Related Rust-node references include Luivatra/ergo-rust-node, an earlier experimental implementation, and ergo-rust-sync-dashboard, a small Tkinter sync display for mwaddip/ergo-node-rust.

Recent release highlights:

  • v0.6.9 added consensus-behavior fixes from sigma-rust for mixed-width numeric arithmetic and rejection of flat N-ary tuples during deserialization.
  • v0.6.8 tightened JIT cost accounting for empty and packed collections and added an indexer health endpoint at /api/v1/health.
  • v0.6.7 addressed validation-harness gridlock by moving heavy API work to blocking threads, adding single-flight block-transaction fetching in the indexer, and relaxing bogus peer-address handling so normal NAT gossip is filtered without banning the gossiper.
  • v0.6.6 aligned several REST responses with the JVM node, including /peers/connected, /mining/rewardAddress, and error response shapes. It also fixed an indexer reorg-detection blind spot that could surface as duplicate transaction IDs during mid-sync reorgs.
  • v0.6.4 added blocks_to_keep pruning for non-header block sections, plus validation-oriented endpoints for canonical block fragments and indexed box bytes.
  • Earlier v0.4.x work reduced at-tip memory use and exposed peer-request behavior that could trigger bans when malformed or repeated requests were sent.

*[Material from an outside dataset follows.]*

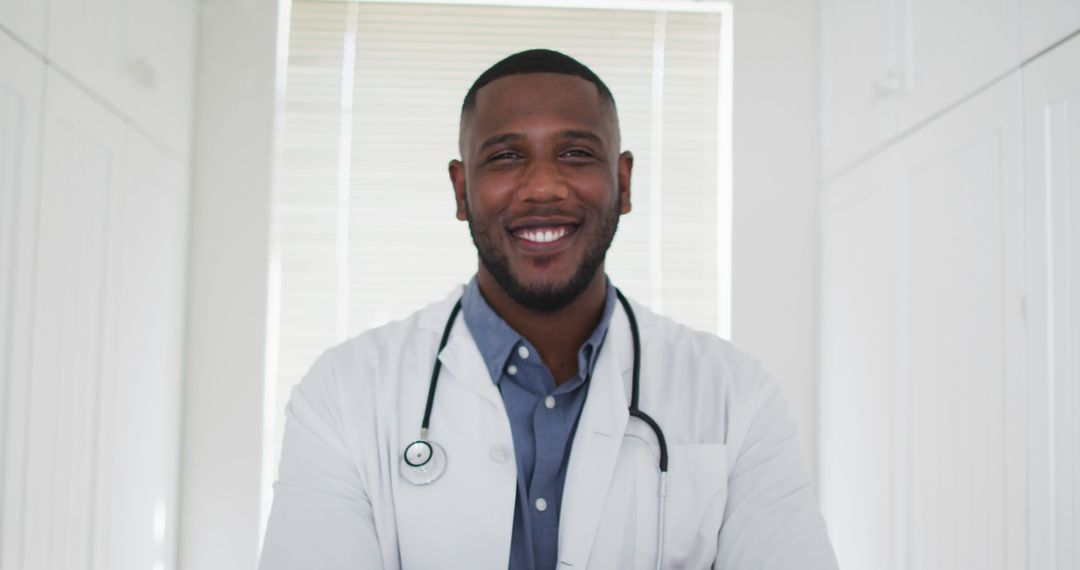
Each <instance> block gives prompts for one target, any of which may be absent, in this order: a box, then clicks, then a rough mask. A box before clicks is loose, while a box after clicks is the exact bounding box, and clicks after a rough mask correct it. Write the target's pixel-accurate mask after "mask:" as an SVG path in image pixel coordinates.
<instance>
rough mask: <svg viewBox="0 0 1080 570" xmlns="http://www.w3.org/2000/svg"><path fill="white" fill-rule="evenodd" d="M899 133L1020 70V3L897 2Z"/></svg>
mask: <svg viewBox="0 0 1080 570" xmlns="http://www.w3.org/2000/svg"><path fill="white" fill-rule="evenodd" d="M900 1H901V2H902V3H903V6H902V15H901V18H902V23H903V24H902V26H901V33H902V44H903V45H904V50H903V54H904V56H903V63H902V68H903V71H902V72H903V76H904V91H903V93H902V94H901V96H900V97H899V98H897V104H896V127H897V130H899V131H901V132H903V131H906V130H908V128H910V127H912V126H915V125H916V124H918V123H920V122H922V121H926V120H927V119H928V118H930V117H932V116H933V114H935V113H939V112H941V111H943V110H945V109H946V108H948V107H949V106H950V105H954V104H956V103H958V101H960V100H962V99H963V98H964V97H967V96H969V95H971V94H973V93H975V92H976V91H978V90H980V89H982V87H983V86H985V85H987V84H989V83H991V82H993V81H995V80H996V79H997V78H999V77H1001V76H1002V74H1003V73H1007V72H1009V71H1010V70H1012V69H1015V68H1016V67H1018V66H1020V64H1021V62H1022V58H1021V53H1020V24H1018V22H1020V3H1021V0H949V1H945V2H943V1H942V0H900Z"/></svg>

Current development areas include mining endpoint support, NiPoPoW bootstrapping, RequestModifiers serving, mempool/API work, peer penalties, indexer behavior, API parity, and validation against JVM behavior.

Implementation notes#

  • Mainnet validation work exposed sigma-rust edge cases around context-extension ordering, v6 opcode parsing, JIT costing, lazy constant resolution, and pre-JIT compatibility paths.
  • The peer-penalty system was designed to integrate with fail2ban, but repeated or malformed request behavior still needed tuning during April testing.
  • Memory work focused on reducing database cache pressure after the node reaches tip. The v0.4.0 release reopened the runtime AVL state database with a smaller redb cache once chain sync completed.
  • NiPoPoW work included bootstrapping and proof-serving gaps. One noted difference was that the sigma-rust NipopowProof structure lacked a continuous field present in the JVM node.
  • Use the Rust node for testing, differential validation, and implementation research unless release notes explicitly mark a version as production-ready.